Iouriy, l'oncle de Mikita, est un bloc de colère. L'homme s'efforce de sourire, mais dès qu'il évoque le conflit ukrainien, sa douleur remonte à fleur de peau. Il date le début de la brouille familiale aux prémices du rapprochement entre l'Europe et l'Ukraine, en 2012, bien avant le Maïdan et la guerre dans le Donbass. «Je disais que nous n'avions rien à faire avec l'Europe, explique-t-il aujourd'hui. Que l'Ukraine devait garder des liens économiques étroits avec la Russie. Quand les chars ukrainiens sont entrés dans Sloviansk en 2014, quand les premiers civils sont morts… A partir de ce moment-là, notre dispute a empiré. Il n'y avait plus de terrain d'entente.»

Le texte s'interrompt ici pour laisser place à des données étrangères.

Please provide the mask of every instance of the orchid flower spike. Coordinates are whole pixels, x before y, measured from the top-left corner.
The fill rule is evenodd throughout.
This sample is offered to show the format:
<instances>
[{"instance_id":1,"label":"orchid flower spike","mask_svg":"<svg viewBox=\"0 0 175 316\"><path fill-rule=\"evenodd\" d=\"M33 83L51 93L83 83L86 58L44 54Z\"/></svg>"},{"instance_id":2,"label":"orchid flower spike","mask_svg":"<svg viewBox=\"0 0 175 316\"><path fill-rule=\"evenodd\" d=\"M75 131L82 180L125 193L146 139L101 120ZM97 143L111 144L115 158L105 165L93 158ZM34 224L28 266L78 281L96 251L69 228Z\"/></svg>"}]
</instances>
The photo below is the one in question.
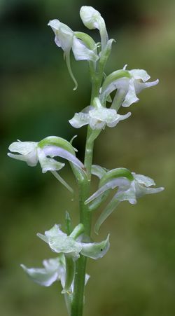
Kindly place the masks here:
<instances>
[{"instance_id":1,"label":"orchid flower spike","mask_svg":"<svg viewBox=\"0 0 175 316\"><path fill-rule=\"evenodd\" d=\"M120 121L125 120L131 115L130 112L120 115L115 109L103 107L97 97L94 98L93 103L94 107L85 107L69 121L74 128L79 128L85 125L89 125L92 130L104 129L106 125L113 128Z\"/></svg>"},{"instance_id":2,"label":"orchid flower spike","mask_svg":"<svg viewBox=\"0 0 175 316\"><path fill-rule=\"evenodd\" d=\"M102 258L109 248L109 235L106 240L101 242L82 242L80 237L83 233L83 225L78 225L71 235L67 235L60 229L60 226L55 225L45 235L38 233L37 235L47 242L51 249L57 254L64 254L77 260L80 254L98 259Z\"/></svg>"},{"instance_id":3,"label":"orchid flower spike","mask_svg":"<svg viewBox=\"0 0 175 316\"><path fill-rule=\"evenodd\" d=\"M157 79L155 81L146 82L150 79L150 76L144 69L126 70L125 65L122 70L113 72L105 79L101 89L99 99L102 104L105 104L110 94L117 90L116 96L121 99L120 106L127 107L132 103L137 102L137 97L143 89L152 87L158 83ZM115 107L114 103L112 108ZM118 110L118 104L115 109Z\"/></svg>"},{"instance_id":4,"label":"orchid flower spike","mask_svg":"<svg viewBox=\"0 0 175 316\"><path fill-rule=\"evenodd\" d=\"M58 47L61 47L64 50L64 55L69 72L72 78L75 87L74 90L76 90L78 87L77 81L73 74L71 63L70 63L70 51L72 49L76 60L88 60L96 62L99 57L94 50L91 50L85 45L85 42L77 39L76 34L70 27L59 20L52 20L48 24L53 30L55 37L55 42ZM86 37L86 36L85 36ZM90 36L88 36L89 38Z\"/></svg>"},{"instance_id":5,"label":"orchid flower spike","mask_svg":"<svg viewBox=\"0 0 175 316\"><path fill-rule=\"evenodd\" d=\"M8 149L13 153L18 153L18 154L8 153L9 157L25 161L31 167L36 166L39 162L43 173L50 171L71 191L72 191L71 188L57 173L57 171L65 164L52 158L61 157L69 160L79 170L83 170L84 168L83 164L76 157L75 150L71 144L66 140L56 136L50 136L38 142L15 142Z\"/></svg>"},{"instance_id":6,"label":"orchid flower spike","mask_svg":"<svg viewBox=\"0 0 175 316\"><path fill-rule=\"evenodd\" d=\"M155 184L153 179L141 174L136 174L125 168L117 168L106 172L101 179L99 188L86 201L88 204L118 187L117 193L101 214L94 227L97 233L102 224L113 212L120 202L128 200L130 204L136 204L139 198L146 194L161 192L164 188L150 188Z\"/></svg>"},{"instance_id":7,"label":"orchid flower spike","mask_svg":"<svg viewBox=\"0 0 175 316\"><path fill-rule=\"evenodd\" d=\"M108 36L104 20L100 13L92 6L83 6L80 11L80 18L88 29L98 29L101 36L102 50L105 48Z\"/></svg>"}]
</instances>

Comme le reste de sa famille, Iouriy a fui Donetsk en 2014 pour échapper aux bombardements de l'armée ukrainienne. Son frère, le père de Mikita Hrygorov, est parti à Kiev avec sa famille. Lui s'est réfugié en Russie. Quand il évoque son histoire, sa voix est pleine de rage. «En se coupant de la Russie, l'Ukraine essaie de réécrire l'histoire», fulmine-t-il, reprenant un reproche souvent entendu dans les médias russes. Ce qui, pour les Ukrainiens, est une tentative de démêler les fils de leur identité de l'histoire soviétique, est vécu par Iouriy comme une attaque insupportable sur ses origines. Emporté par sa colère, il invective à la cantonade ses hypothétiques ennemis, ces ultranationalistes ukrainiens que les médias russes voient partout, et qui ont «cassé le pays en deux». Pour lui, l'Ukraine binationale qui réunissait dans un même Etat les russophones de l'Est et les Ukrainiens de l'Ouest est morte et enterrée.

Cela fait cinq ans qu'il n'a pas revu son frère et son neveu Mikita. Il ne peut pas non plus rendre visite à leur mère : le permis de séjour russe qu'il a obtenu lui barre l'accès au territoire ukrainien. Il serait pourtant prêt, s'il le pouvait, à renouer le dialogue avec sa famille perdue. «Je ne veux pas semer encore plus de discorde. Je ne les déteste pas, finit-il par s'apaiser. S'il est question de famille, alors tous les moyens sont bons pour recoller les morceaux.»